Clean, that is, if the city updates its records after a sale. The Inquirer's review found that isn't always so.
For instance: The largest outstanding nuisance lien on the list is $2 million for demolition at 1900 W. Allegheny Ave. in North Philadelphia. That was news to the owner, Newcourtland Elder Services, a nonprofit that bought the site from the city in 2004 for $50,000.
The demolition work, it turns out, was done when the city owned the site.
Then there is a small lot the University of Pennsylvania bought at 42d and Filbert Streets in 2008 for $21,000. The city's records tell of a nuisance lien for about $12,000, including interest, dating to 1996.
But a deed history shows the previous owner, RFR Properties, bought the lot in 2007 at a sheriff's sale, which should have left the property lien-free.
"The system is not perfect," Tolson acknowledged. "This is a database that requires manual intervention."
The messy, incomplete records are "a chronic problem with the city," Controller Alan Butkovitz said. He said records turned in to his office by the Nutter administration for auditing had only a dash on the line for demolition costs.
Butkovitz said demolition costs surely account for much of the $25 million that owners owe the city for work done as part of the Street administration's antiblight effort, the Neighborhood Transformation Initiative. But he doesn't know how much - there's no breakdown of that line item.
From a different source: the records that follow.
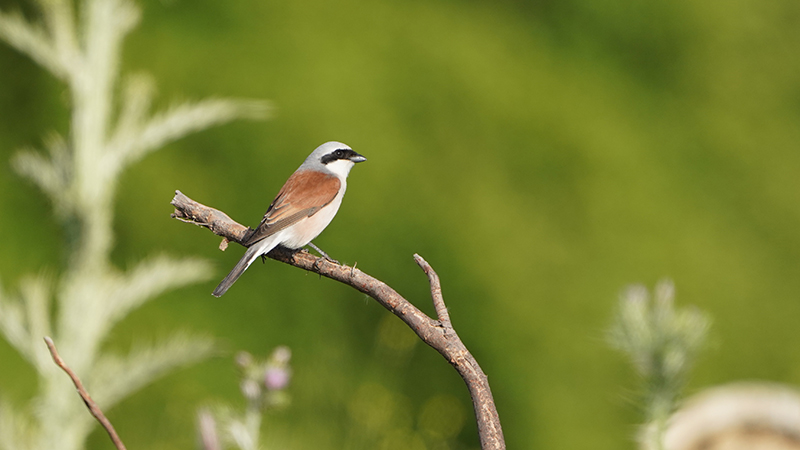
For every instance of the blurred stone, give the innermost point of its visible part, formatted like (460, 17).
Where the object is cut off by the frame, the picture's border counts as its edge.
(752, 416)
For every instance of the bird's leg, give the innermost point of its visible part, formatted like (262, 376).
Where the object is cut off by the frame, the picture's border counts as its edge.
(324, 255)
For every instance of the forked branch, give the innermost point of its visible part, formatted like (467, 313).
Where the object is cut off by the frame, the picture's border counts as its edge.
(438, 333)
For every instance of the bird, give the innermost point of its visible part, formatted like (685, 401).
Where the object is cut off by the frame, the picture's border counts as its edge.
(305, 205)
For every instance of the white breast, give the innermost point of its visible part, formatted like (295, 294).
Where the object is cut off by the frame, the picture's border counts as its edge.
(304, 231)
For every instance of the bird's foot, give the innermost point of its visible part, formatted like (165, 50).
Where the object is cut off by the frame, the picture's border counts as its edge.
(324, 255)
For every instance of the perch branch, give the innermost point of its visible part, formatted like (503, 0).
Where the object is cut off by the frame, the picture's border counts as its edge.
(438, 334)
(93, 408)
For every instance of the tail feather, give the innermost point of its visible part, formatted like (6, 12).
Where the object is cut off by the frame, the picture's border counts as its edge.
(249, 256)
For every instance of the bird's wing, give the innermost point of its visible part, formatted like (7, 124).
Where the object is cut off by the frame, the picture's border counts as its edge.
(303, 194)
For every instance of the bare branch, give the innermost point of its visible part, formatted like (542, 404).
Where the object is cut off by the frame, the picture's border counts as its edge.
(438, 334)
(93, 408)
(436, 291)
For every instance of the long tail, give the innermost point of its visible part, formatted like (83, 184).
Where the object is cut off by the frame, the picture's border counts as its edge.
(250, 255)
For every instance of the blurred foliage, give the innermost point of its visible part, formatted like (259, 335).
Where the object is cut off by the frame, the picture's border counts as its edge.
(541, 155)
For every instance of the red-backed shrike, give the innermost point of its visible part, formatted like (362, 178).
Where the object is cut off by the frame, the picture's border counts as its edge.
(303, 208)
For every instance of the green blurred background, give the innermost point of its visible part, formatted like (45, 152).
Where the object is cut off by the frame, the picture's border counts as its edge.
(541, 155)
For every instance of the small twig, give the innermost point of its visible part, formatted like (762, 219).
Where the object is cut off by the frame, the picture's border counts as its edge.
(439, 334)
(436, 291)
(93, 408)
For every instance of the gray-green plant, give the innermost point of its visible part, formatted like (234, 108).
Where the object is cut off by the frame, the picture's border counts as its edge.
(80, 44)
(662, 342)
(263, 384)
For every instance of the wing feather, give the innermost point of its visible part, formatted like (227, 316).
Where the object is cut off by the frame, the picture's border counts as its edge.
(303, 194)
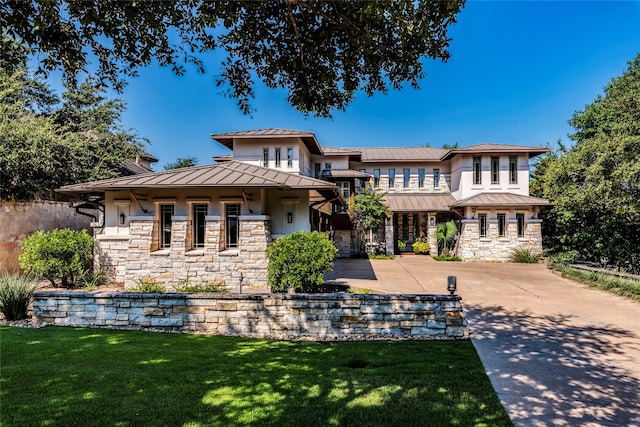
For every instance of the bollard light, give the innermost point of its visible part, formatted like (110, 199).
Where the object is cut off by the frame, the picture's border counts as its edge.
(451, 284)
He contends the city could collect up to 40 percent of the nuisance debt if it got more aggressive about billing - and more transparent about the totals. He said the numbers "should not be hidden, they should be highlighted as a way to track the city's collection efforts."
Title professionals who work on transfers of properties in the city say no one knows how much the city is truly owed.
"It's so frustrating," said lawyer Laura Fox of the Fidelity National Title Group. She estimated "a minuscule portion" of the $423 million total was real debt and collectible.
Fox said she had sent in nuisance-lien payments on behalf of clients but never received confirmation from the city that the liens were satisfied - though the city cashed the checks.
"It's part of the city's smoke and mirrors," she said. "Why wouldn't they want to know the real number?"
Officials say they have ramped up efforts in the last year by suing owners for unpaid demolition bills. But they also cite the positives of forgiving some liens.
With thousands of properties waiting to be disentangled from liens, the city has to juggle its options. If a lien is wiped off the books as part of a deal to sell a property and make way for taxable development, such as homes or businesses, Tolson said, that's a good outcome for the city.
Even when owners are taken to court, the process can drag out.
The city sued Triumph Baptist in July for the demolition debt the church has owed taxpayers since 2011 - a debt which, with interest, is nearing $1 million. The two sides are talking, and on Tuesday, Common Pleas Court Judge Ellen Ceisler considered granting more time.
The church has applied for low-income housing tax credits. "Triumph plans to develop 50 units of senior-citizen housing on the site," its attorney, Robert Archie Jr., former chairman of the School Reform Commission, assured the judge.
Ceisler noted that the property was no longer dangerous and that there were plans to develop it. "It sounds like a win-win if it works out," she said.
She gave Triumph seven more months to pay.